By Gvantsa Gabekhadze
Tuesday, July 2
Georgian writers have boycotted the Georgian Literature Fund, created to replace the House of Writers of Georgia and the Georgian Book Centre, after the two were closed by the Georgian Ministry of Education last month.

“Our response is the complete disobedience to the ministry and the government’s decision,” writers say in their open letter released on Monday.

The signatories say that the employees of both institutions, “who have done their utmost for years to promote the Georgian literature,” have not been dismissed.

“Our boycott will be comprehensive and very noisy, with the involvement of international organisations, we will find alternative opportunities to print our books,” writers warn.

The letter reads that the Georgian Book Centre and its head Dea Metreveli “did an excellent job,” last year to present Georgia worthily at the Frankfurt Book Fair.

“And they managed to completely change [to positive] the attitude to Georgia and its literature,” the letter reads.

The signatories say that the “Georgian government ignored this and other merits of the centres” and created “serious threats” to the preparations for the 2021 Paris Book Fair.

“The government is trying to make us accept the unacceptable changes. We have such an impression that people are being punished in the country for serving the homeland,” writers say.

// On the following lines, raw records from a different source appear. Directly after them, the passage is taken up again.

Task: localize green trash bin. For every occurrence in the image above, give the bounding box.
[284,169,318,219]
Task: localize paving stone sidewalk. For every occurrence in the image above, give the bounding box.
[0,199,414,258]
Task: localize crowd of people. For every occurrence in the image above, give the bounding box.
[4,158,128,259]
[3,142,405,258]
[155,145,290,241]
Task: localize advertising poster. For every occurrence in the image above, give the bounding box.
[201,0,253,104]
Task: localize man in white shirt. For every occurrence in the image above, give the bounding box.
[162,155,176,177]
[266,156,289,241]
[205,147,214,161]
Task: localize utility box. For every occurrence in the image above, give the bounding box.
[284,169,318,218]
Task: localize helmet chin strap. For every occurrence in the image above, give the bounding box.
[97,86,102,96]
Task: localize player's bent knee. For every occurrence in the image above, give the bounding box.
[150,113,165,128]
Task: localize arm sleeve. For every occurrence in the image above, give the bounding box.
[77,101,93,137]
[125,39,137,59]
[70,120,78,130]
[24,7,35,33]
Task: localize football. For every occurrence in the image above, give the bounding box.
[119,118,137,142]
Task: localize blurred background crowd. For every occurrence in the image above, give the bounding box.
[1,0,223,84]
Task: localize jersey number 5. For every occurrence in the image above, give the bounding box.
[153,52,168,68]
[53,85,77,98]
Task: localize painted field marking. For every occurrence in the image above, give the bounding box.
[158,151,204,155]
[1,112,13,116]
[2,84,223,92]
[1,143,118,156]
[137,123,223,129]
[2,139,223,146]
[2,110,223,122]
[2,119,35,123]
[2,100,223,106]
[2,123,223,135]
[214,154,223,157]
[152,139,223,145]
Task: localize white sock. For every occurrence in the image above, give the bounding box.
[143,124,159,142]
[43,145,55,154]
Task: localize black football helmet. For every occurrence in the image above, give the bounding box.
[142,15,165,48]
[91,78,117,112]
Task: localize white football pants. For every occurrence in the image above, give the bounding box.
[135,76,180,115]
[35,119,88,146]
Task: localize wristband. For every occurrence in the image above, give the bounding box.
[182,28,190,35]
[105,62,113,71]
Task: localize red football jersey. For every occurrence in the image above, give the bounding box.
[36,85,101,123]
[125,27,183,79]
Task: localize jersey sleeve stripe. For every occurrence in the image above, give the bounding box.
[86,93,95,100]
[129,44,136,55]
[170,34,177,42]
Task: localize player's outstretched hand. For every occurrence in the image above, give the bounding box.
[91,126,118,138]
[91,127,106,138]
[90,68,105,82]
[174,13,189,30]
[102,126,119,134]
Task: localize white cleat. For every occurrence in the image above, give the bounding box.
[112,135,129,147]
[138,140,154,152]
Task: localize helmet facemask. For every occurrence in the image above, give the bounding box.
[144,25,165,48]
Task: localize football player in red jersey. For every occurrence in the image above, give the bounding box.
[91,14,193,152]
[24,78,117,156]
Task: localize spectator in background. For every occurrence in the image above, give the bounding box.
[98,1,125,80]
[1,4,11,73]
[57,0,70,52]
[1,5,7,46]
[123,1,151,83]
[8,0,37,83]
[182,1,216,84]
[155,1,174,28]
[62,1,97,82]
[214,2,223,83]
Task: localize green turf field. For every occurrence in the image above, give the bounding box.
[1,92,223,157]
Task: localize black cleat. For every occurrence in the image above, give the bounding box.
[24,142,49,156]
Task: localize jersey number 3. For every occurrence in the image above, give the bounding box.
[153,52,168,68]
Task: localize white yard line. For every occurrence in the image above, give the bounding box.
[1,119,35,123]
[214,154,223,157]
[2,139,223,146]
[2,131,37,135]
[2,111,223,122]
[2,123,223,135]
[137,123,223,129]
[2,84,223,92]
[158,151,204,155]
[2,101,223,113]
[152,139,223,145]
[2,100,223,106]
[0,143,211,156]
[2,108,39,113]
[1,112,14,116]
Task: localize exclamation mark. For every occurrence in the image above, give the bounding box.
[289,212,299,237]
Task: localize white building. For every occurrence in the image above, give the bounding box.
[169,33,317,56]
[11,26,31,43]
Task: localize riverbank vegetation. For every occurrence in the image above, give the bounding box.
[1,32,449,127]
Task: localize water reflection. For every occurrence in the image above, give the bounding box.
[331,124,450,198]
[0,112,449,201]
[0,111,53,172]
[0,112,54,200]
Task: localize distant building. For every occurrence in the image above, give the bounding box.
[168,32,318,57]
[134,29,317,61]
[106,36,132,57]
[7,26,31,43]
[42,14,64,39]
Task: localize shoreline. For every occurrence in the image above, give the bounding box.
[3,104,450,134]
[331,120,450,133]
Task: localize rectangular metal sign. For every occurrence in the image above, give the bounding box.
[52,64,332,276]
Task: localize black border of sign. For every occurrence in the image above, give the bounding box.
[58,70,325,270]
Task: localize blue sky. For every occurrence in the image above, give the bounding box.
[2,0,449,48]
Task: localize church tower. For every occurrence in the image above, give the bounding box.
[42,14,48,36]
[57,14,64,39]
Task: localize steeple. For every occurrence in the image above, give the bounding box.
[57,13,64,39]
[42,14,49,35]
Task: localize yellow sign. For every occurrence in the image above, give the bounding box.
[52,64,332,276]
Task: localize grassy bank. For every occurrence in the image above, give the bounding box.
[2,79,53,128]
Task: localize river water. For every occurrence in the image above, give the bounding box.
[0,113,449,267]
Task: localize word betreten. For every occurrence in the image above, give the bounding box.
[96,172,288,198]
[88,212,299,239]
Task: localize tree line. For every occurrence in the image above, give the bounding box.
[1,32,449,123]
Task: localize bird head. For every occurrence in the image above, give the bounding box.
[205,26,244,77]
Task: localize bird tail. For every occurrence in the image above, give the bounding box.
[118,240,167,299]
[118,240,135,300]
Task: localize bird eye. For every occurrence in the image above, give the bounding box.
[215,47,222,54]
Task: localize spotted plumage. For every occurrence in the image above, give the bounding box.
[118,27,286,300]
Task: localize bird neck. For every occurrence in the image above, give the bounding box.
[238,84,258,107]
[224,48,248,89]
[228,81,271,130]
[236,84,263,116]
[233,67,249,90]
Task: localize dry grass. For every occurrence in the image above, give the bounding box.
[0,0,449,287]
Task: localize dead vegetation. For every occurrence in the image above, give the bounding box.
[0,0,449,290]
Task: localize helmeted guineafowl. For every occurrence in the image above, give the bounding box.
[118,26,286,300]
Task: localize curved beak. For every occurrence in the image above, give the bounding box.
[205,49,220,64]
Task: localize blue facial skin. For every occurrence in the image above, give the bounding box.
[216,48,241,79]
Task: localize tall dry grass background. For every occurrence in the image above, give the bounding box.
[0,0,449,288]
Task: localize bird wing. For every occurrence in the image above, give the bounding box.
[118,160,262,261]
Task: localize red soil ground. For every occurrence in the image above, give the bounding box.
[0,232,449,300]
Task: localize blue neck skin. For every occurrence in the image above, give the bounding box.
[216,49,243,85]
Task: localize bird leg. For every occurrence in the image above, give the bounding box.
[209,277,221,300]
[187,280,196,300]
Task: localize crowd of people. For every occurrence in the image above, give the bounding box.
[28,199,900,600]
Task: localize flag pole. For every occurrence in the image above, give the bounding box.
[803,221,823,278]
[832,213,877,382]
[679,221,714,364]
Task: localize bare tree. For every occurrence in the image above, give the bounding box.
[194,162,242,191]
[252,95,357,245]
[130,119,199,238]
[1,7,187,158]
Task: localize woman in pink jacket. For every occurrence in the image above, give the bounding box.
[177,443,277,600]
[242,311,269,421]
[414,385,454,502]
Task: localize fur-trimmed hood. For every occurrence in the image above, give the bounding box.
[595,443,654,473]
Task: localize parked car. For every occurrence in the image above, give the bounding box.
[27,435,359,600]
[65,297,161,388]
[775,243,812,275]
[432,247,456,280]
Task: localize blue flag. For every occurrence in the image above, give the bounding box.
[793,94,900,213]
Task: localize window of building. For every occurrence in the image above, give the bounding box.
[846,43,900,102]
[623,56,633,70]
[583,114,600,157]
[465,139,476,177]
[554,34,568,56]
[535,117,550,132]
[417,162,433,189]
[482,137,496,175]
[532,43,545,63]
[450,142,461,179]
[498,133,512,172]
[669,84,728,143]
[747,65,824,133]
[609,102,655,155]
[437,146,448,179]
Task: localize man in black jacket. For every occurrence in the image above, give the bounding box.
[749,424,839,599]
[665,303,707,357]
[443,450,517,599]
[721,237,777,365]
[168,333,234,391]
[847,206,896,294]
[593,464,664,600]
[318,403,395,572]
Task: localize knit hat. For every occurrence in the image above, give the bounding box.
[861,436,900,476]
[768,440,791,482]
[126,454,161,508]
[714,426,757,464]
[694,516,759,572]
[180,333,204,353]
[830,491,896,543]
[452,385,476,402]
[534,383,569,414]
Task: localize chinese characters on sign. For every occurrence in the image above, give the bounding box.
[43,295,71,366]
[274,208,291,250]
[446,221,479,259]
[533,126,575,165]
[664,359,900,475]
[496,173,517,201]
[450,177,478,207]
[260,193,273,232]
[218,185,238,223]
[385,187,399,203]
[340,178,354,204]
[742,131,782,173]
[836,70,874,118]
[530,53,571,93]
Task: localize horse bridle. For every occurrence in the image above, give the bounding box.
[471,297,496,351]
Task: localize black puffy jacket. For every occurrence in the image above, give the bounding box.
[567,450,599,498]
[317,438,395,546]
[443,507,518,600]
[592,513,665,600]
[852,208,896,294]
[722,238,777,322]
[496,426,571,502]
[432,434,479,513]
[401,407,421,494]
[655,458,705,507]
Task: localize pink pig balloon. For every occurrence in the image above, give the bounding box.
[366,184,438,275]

Writers stated that they would never accept the closure of the centres, subordinated to the Ministry of Education, but were free in decision-making.

Writers say that the organisations, which were created in 2008, must be maintained as they have been for years, to serve the Georgian culture.

Several of the writers say that the government “is taking revenge” for writers’ joint support to poet Zviad Ratiani last year when Ratiani was abused by police.

They say that writers protested upon the incident in Frankfurt, which irritated the Georgian top figures.

The Georgian Ministry of Culture claims that the merger of the two centres is necessary for further development and the support of the Georgian culture and literature.

The Writers House of Georgia was located in a historic building on the Machabeli Street in central Tbilisi, built in 1905. The Union of Georgian Writers had used the building between 1921 and 2007.